At the end of the day though, people appreciate his passion and immense love of the game.

But it isn’t just basketball.

Vitale has had two great passions in the last few decades. The first happened after the cocaine-induced death of Len Bias and he threw himself into saving young lives. If you’ve ever seen him do it, he’s absolutely serious about saving kids from disaster. He’s not being Basketball Dick. He’s deadly serious. He’s drenched in sweat, preaching to them, pleading to them to be smart. It’s honestly pretty riveting.

And in what has become his avocation since Jim Valvano died of cancer, leaving behind the V Foundation, Vitale has been one of its biggest supporters. He has thrown himself into the fight against cancer like few ever have.

So that makes it ironic and painful that Vitale has been diagnosed with cancer for the second time this year.

He had melanoma in August and this week announced he has been diagnosed with lymphoma.

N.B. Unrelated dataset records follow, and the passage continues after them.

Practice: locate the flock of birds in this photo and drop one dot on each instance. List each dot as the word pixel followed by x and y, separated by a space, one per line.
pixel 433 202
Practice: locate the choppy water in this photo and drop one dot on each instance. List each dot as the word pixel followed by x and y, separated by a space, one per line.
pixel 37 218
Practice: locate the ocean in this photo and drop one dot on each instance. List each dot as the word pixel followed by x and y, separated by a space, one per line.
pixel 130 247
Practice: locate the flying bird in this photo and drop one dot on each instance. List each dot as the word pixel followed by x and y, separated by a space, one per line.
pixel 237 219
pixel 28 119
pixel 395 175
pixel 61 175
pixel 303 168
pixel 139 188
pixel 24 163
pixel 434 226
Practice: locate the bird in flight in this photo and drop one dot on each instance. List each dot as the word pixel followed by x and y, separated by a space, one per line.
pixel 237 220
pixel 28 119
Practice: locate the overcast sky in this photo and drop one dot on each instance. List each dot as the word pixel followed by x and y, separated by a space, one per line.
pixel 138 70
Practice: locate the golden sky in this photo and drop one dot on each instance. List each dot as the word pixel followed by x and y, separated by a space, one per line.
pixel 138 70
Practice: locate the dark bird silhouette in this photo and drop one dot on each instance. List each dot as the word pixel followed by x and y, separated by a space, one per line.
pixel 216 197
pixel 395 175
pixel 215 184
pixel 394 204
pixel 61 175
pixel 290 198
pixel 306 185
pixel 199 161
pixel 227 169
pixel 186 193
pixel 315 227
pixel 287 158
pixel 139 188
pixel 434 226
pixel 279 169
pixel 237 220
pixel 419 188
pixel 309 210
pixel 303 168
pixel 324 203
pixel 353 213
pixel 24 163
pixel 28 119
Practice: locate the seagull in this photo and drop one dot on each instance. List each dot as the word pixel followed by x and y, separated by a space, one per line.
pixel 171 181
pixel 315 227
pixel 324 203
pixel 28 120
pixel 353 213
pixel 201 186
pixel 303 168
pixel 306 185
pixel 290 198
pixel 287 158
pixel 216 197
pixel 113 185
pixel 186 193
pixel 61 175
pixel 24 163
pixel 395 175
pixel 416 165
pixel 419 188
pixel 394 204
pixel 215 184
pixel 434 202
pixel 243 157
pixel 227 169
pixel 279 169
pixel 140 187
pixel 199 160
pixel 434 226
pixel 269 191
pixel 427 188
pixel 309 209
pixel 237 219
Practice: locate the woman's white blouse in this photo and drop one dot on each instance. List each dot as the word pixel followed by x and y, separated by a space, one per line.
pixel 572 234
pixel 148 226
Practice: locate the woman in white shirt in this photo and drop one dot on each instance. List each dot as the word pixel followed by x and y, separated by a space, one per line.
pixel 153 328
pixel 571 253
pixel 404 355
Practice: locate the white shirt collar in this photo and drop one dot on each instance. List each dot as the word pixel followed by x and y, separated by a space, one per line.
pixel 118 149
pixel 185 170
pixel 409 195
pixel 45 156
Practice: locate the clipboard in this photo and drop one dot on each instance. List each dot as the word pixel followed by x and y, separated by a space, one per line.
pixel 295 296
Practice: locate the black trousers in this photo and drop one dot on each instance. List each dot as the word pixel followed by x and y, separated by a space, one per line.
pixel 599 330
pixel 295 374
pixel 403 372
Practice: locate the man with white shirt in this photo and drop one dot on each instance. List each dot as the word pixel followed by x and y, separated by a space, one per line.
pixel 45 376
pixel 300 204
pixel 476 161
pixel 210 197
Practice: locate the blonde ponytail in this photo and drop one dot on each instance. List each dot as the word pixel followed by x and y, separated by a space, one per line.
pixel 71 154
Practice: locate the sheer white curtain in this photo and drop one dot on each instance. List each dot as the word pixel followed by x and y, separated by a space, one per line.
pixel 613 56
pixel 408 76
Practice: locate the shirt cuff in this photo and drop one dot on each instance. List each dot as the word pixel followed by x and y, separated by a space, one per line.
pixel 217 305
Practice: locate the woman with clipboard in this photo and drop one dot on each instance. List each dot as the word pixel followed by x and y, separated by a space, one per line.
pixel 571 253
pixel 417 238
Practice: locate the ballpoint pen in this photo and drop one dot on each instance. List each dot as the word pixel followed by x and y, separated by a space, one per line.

Characteristically, he is optimistic and focuses on other people. In a statement, Vitale said this:

“... I consider myself very lucky. I’ve seen firsthand the devastation that cancer can have on families, on children, and on all of our loved ones. It can bring you to your knees. It’s physically and emotionally exhausting. It robs you of so many things, including life itself for some of the most unfortunate patients. I never lose sight of that, and that’s why I feel so lucky.

“The plan is to treat my lymphoma with steroids and six months of chemotherapy. The medical experts tell me it has a 90-percent cure rate. They say I can continue to work so I will have to manage my work schedule around my chemo schedule as they will monitor my test results along the way.”

You can read the whole statement here and we hope you do. That he focuses on others more than himself is the measure of the man.

For all the comments about Vitale - and we’ve all made them, ESPN even had a sound-like-Vitale contest with the tagline “we’ve all got a little Dick in us” - there’s not one person in this world who thinks Vitale is a cynic. After everything else is done, people recognize Vitale as an immensely decent man who always tries his best.

Age may work against him - Vitale is 82 - but the survival rate is 90%. His plan is to keep working while he’s on chemo during the season.

He closes his letter with this: “If you see me, please just give me a fist bump and say a prayer that I can return from being 82 years old to acting like I’m 12. Thanks so much for your love.”

He’s given his decade after decade. We’re pretty sure he’s getting a whole lot of that back right now.